A Happy Catastrophe
Page 10
I put my arms around her rounded, sad shoulders. I would like this to be one of those moments, when she sees she can let down her guard, that we can maybe trust each other. I’m even thinking words like sisterhood and co-parenting and I know that any second those words are going to come leaping out of my mouth. Then, thank goodness, her phone rings. It’s Richard, and she gives me a longing look.
“Talk to him,” I say. “It’s fine.” And Bedford and I go in the house. When I look back, I see the sparkles around her, almost dazzling in their brightness.
CHAPTER ELEVEN
PATRICK
Patrick has never been one for houseguests. Even before the fire, even back when he was an up-and-coming, promising sculptor who moved in regular social circles, he liked it best when everyone he knew mostly stayed at their own lodgings. On the subway, in airports, he’s happiest when he’s assuming that the people he sees are all on their way back home.
Mainly this has worked for him. His parents are long deceased, and his sister never ventures out of Wyoming, and Marnie’s mom and dad have come to visit only once, staying for two very polite days before they obligingly vanished back to Florida. Her sister Natalie came with her husband and two kids one time and stayed at an Airbnb and came over only for meals.
But now here is a whole new category of houseguest: an interloper who considers herself already home.

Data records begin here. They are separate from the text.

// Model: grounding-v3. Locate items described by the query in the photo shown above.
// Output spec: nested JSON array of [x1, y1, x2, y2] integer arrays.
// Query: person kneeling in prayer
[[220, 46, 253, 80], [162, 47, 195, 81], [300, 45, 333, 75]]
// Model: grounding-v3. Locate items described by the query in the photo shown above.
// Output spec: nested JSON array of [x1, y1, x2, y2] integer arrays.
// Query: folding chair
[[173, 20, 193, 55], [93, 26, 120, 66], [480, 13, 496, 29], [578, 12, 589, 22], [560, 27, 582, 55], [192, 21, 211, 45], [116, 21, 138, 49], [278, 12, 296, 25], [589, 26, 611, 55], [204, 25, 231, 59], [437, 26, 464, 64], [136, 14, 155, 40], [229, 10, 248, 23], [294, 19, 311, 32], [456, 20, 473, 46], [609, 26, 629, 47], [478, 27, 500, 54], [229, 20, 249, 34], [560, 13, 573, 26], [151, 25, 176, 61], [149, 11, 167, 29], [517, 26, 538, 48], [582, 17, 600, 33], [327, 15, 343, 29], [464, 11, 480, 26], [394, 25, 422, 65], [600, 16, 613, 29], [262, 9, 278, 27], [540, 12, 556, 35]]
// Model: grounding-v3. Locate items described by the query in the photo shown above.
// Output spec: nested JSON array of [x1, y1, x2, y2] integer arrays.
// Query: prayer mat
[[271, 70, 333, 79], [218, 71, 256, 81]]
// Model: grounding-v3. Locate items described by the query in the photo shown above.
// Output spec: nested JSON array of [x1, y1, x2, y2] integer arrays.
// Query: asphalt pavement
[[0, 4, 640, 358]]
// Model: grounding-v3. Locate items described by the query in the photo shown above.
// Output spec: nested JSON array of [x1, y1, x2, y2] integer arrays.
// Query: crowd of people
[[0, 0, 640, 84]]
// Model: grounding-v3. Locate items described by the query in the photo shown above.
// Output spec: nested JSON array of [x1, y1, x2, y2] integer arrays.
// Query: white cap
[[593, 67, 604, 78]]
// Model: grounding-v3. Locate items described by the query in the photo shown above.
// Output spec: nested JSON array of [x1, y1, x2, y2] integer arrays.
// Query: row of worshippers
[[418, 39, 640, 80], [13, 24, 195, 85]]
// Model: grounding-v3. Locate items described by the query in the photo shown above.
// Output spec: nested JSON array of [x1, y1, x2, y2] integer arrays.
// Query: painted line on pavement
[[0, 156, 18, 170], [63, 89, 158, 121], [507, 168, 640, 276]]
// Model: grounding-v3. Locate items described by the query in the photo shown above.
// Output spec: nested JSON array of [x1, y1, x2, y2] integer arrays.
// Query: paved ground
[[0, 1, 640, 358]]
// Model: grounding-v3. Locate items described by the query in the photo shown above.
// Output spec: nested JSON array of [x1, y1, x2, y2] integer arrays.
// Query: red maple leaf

And this is the kind of person who calls his name a thousand times in a row, with escalating intensity—as in “Patrick! Patrick! Patrick! Patrick!”—and when he finally can take it no longer and says, “What? What do you want?” this person says, “If dogs could talk, do you think they would speak English?” or “Do you think it’s true that squirrels can fly?” or “What’s that thing on your throat that goes up and down when you talk?”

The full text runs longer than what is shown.